Any of the ESTs can be examined in more detail by clicking on that particular line. Here, click on the line for BE798864 (arrow, Fig. 5.7) to reach the information page for this EST (Fig. 5.8). The EST is 99.8% identical to the genomic sequence; clicking anywhere on the hyperlinked line in the section marked EST/Genomic Alignments returns the alignment. To view the actual side-by-side alignment, click on the together link in the left sidebar (Fig. 5.9). Differences exist at the ends of the EST, but the sequences are identical in the region surrounding the putative missing exon.

Figure 8
figure 8

Figure 5.8

An alternatively spliced mRNA is more likely to be of biological significance when it changes the sequence of the encoded, wildtype protein. To determine whether EST BE798864 could encode a protein different from that of the known gene (RAB9P40), one can simply compare the two sequences directly against each other using the NCBI's BLAST 2 Sequences tool. First, open a new web browser window, because information from the above search will be needed here; this will prevent having to use the browser's Back and Forward keys excessively and is a good general rule when using multiple web tools. Then access the BLAST home page, at http://www.ncbi.nlm.nih.gov/BLAST. Select BLAST 2 Sequences, under the header labeled Pairwise BLAST. On this page, the user can simply enter accession numbers rather than cutting and pasting sequences into the text boxes. For the EST, simply enter its accession number (BE798864) into the box marked Enter accession or GI for Sequence 1. Obtaining the accession number of RAB9P40 requires going back to the graphic shown in Fig. 5.6 and clicking on the gene's track. Once this has been done, input the gene's accession number (NM_005833) into the box marked Enter accession or GI for Sequence 2. Make sure that the Program pull-down is set to blastn (to compare a nucleotide sequence against another nucleotide sequence, hence the n in blastn) and click the Align button at the bottom of the page to generate the alignment (Fig. 5.10).

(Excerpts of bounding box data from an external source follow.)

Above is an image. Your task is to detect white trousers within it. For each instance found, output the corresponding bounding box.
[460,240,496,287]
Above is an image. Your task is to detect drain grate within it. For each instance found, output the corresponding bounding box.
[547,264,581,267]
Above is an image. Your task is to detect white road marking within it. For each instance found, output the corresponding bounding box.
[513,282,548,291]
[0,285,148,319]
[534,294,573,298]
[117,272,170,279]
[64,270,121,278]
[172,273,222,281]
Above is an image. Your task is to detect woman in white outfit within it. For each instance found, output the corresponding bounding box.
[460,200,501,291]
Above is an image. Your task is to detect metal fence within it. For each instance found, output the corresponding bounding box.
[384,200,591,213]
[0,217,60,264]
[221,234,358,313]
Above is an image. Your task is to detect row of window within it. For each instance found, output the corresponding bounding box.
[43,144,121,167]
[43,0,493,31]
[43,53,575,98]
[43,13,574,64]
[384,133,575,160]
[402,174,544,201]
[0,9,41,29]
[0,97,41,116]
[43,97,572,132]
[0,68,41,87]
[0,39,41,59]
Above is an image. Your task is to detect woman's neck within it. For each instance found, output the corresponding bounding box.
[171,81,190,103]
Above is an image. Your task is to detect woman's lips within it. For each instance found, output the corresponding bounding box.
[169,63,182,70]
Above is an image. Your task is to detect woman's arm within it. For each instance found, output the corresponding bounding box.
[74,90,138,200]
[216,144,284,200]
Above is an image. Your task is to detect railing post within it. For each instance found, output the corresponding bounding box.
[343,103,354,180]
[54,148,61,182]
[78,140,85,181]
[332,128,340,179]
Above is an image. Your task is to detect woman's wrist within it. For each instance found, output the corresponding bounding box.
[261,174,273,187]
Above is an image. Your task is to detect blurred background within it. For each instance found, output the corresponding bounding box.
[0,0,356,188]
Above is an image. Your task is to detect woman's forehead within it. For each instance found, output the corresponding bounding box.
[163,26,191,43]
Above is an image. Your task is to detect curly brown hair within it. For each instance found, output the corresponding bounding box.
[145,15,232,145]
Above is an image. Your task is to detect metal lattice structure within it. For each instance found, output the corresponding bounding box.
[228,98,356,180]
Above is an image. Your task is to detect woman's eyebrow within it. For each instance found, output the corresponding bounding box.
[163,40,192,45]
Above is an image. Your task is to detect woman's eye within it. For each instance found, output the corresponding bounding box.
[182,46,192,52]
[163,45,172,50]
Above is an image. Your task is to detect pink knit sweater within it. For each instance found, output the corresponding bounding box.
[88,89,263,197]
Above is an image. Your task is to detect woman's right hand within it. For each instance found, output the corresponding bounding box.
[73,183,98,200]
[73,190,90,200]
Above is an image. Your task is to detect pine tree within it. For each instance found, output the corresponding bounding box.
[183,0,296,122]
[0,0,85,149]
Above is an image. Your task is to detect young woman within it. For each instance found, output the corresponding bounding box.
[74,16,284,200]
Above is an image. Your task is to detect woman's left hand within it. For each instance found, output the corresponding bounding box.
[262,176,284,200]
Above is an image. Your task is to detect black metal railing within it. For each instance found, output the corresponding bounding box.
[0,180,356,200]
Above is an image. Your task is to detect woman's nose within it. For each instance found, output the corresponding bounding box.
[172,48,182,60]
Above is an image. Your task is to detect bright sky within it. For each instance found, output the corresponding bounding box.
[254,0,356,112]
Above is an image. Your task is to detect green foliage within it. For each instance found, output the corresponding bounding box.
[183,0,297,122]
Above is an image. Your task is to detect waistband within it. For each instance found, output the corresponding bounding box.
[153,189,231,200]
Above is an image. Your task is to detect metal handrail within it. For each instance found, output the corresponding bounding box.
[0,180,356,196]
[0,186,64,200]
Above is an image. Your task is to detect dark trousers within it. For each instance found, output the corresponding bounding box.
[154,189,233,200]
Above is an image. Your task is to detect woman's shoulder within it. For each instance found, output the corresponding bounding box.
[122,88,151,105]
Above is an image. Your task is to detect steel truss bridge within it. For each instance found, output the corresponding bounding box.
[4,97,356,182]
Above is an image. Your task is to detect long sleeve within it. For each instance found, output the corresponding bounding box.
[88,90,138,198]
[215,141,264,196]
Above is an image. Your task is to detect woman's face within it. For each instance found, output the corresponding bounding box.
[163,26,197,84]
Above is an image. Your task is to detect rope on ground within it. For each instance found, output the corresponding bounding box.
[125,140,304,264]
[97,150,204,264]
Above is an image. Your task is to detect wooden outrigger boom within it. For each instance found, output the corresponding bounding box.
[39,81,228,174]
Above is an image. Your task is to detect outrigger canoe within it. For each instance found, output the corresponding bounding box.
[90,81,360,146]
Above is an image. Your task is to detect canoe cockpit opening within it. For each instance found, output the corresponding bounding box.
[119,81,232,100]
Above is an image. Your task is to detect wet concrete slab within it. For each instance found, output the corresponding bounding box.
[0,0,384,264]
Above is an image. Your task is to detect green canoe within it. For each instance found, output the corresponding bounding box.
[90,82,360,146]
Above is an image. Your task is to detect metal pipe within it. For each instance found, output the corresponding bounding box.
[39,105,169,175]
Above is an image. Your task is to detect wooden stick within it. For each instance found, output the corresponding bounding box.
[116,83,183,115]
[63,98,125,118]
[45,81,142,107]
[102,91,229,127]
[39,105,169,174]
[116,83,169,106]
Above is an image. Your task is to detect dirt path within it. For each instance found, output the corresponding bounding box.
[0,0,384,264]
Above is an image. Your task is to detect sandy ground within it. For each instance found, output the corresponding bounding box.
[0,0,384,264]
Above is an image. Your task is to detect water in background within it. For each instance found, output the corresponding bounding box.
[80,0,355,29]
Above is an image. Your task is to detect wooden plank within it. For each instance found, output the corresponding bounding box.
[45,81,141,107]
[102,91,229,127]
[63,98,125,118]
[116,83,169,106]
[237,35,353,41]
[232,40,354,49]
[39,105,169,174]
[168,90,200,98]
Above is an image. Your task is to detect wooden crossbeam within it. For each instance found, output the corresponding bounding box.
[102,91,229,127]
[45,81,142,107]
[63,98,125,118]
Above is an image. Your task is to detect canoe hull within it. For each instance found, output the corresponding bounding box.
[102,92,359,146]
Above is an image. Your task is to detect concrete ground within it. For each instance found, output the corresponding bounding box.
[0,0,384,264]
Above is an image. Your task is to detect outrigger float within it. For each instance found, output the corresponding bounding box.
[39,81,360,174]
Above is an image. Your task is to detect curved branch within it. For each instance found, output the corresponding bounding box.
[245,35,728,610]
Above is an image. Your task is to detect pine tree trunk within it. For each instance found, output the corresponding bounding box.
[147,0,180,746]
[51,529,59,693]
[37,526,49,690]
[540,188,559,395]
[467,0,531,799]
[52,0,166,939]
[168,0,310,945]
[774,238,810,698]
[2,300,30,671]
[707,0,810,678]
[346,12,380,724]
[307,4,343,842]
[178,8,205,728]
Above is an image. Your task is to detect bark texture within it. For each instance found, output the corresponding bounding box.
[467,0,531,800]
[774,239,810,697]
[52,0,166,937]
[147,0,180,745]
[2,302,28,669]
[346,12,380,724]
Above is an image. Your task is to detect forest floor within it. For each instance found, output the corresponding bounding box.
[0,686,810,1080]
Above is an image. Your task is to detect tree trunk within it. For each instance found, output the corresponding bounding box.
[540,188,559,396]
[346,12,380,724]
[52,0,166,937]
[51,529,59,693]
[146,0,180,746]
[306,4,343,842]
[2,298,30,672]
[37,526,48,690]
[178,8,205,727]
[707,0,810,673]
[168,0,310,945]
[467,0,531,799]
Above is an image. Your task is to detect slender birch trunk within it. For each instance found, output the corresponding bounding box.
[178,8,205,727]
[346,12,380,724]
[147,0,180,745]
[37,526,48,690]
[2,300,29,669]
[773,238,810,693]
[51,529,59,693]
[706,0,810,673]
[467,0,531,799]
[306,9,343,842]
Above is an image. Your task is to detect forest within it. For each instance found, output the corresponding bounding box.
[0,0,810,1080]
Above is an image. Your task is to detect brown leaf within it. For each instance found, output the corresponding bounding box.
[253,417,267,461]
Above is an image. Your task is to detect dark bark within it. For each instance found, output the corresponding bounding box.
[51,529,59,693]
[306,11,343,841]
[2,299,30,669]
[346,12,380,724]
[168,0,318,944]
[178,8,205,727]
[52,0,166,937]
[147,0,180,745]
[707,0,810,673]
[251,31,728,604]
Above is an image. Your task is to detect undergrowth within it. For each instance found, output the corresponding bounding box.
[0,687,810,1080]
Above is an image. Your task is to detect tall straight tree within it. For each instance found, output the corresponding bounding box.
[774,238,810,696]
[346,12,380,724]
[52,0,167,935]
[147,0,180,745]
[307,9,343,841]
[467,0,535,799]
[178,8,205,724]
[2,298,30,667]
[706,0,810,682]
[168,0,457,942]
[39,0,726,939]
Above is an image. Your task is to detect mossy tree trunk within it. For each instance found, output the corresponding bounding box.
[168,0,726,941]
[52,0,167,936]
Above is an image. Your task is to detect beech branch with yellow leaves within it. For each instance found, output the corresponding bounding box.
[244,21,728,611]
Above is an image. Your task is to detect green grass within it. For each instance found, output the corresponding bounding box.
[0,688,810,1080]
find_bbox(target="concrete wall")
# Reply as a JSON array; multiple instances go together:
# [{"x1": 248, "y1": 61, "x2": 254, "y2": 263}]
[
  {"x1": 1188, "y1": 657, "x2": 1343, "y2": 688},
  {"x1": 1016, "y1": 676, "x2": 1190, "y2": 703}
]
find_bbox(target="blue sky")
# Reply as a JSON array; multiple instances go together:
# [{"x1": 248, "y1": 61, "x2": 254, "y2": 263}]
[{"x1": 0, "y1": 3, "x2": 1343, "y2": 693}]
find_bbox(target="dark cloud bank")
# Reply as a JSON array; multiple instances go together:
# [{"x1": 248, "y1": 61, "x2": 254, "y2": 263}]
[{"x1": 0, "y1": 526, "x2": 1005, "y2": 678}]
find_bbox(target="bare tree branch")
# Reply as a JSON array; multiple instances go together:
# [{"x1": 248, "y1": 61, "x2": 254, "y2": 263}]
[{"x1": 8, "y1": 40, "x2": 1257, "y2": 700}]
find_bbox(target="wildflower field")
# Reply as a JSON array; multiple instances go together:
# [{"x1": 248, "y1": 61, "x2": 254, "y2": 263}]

The sequence corresponding to sequence 1 (the EST) is denoted as the query, whereas the sequence corresponding to sequence 2 (the known gene) is denoted as the subject. The known gene's protein translation is also shown, starting at the end of the third row of the alignment. Examination of the alignment shows that the EST is missing 153 nt (nt 360–512 of the mRNA), which corresponds to the fifth exon that is missing in BE798864. This gap is in frame, so the EST could encode a homologous yet shorter protein.

Figure 10
figure 10

Figure 5.10

Because of the nature of EST sequencing, ESTs often contain sequencing errors at a rate much higher than those of the finished or even draft genomic sequence. It is certainly encouraging that EST BE798864 aligns well with the genomic sequence and that its encoded protein could be in the same frame as that produced from the known gene. In addition, it appears from the UCSC graphic (Fig. 5.7) that other ESTs in this region, such as BE779110, are also missing the fifth exon of RAB9P40. All these predictions must, however, be tested computationally by looking at the quality of the EST–genomic alignment as shown above. Final proof of alternative splicing can, of course, only be generated at the laboratory bench.